Soon after that, she decided to take matters into her own hands, and began work on the Discovering Heroes series of children’s books about the events surrounding September 11. This year saw the publication of the final two books in the three-part series Kiernan geared towards helping to educate an audience without strong memories of 9/11.
“We said we’d never forget, but that takes action on our part,” Kiernan said. “What I hope to do with these books is put power in the hands of every adult out there to make sure that day is not forgotten. I hope these books will help them to achieve just that.”
Besides imparting a stronger knowledge of recent history, Kiernan wanted the books to stand as testaments to the legendary feats of courage, love and heroism that first responders and ordinary Americans displayed in the immediate aftermath of the September 11th attacks.
“The worst day of many peoples’ lives ensued, but at the same time many people were able to be their best,” Kiernan said. “That’s a very important message for kids today, especially in a world as divisive as the one we’re living in right now, to see that our American spirit and grit shines through, even in our darkest times.”
For Kiernan, the stakes here are personal.
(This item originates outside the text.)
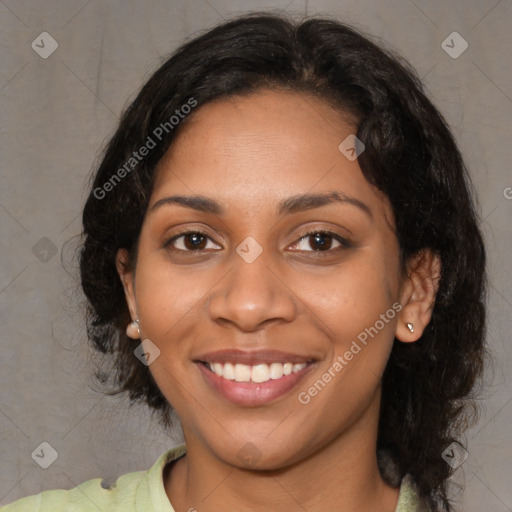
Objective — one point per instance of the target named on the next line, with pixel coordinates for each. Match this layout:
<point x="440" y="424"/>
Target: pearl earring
<point x="133" y="329"/>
Her father John was a longtime city firefighter with Rescue Company 1. On that day 18 years ago, he was the first person she called. Like thousands of other firefighters, police, paramedics and good Samaritans, he sprang into action right away.
“When the second plane hit, I said ‘Dad, I need you to turn on the TV’,” she said. “And when he did he said ‘I have to go,’ and I knew what that meant. I knew he was on his way there.”
John Kiernan’s experiences serve as a throughline for the series. Functionally, the books frame the story of 9/11 through fictional conversations his grandchildren have with him, a decision his daughter made deliberately to sharpen the focus of the books. Topics like the loss of life, the years-long cleanup efforts and the persistent health issues of first responders are all filtered through the lens of simple trips and talks with their grandparents.
“I thought it was important for the kids to really drive the discussion,” Kiernan said. “The stories only unfold because they ask questions. They have no knowledge of that day, so the questions that I or any adult has would be very different from the questions they would have.”
Along with the dialogue and the recountings, the most poignant moments in the books are accompanied by illustrations. Artists Gabe and Haruka Ostley painted their work in watercolors in a conscious effort to make scenes like first responders digging through rubble and memorial services softer and more palatable to youth.
So far, reaction to the book series has been strong. For her part, Kiernan said she’s just glad she was able to pass along the lessons the nation learned on 9/11 to the next generation.
“We had a wonderful team pulling this together,” Kiernan said. “I just can’t believe how overwhelmingly positive the response has been. It’s really a blessing, and I feel so fortunate to be in a position where I could be helping people.”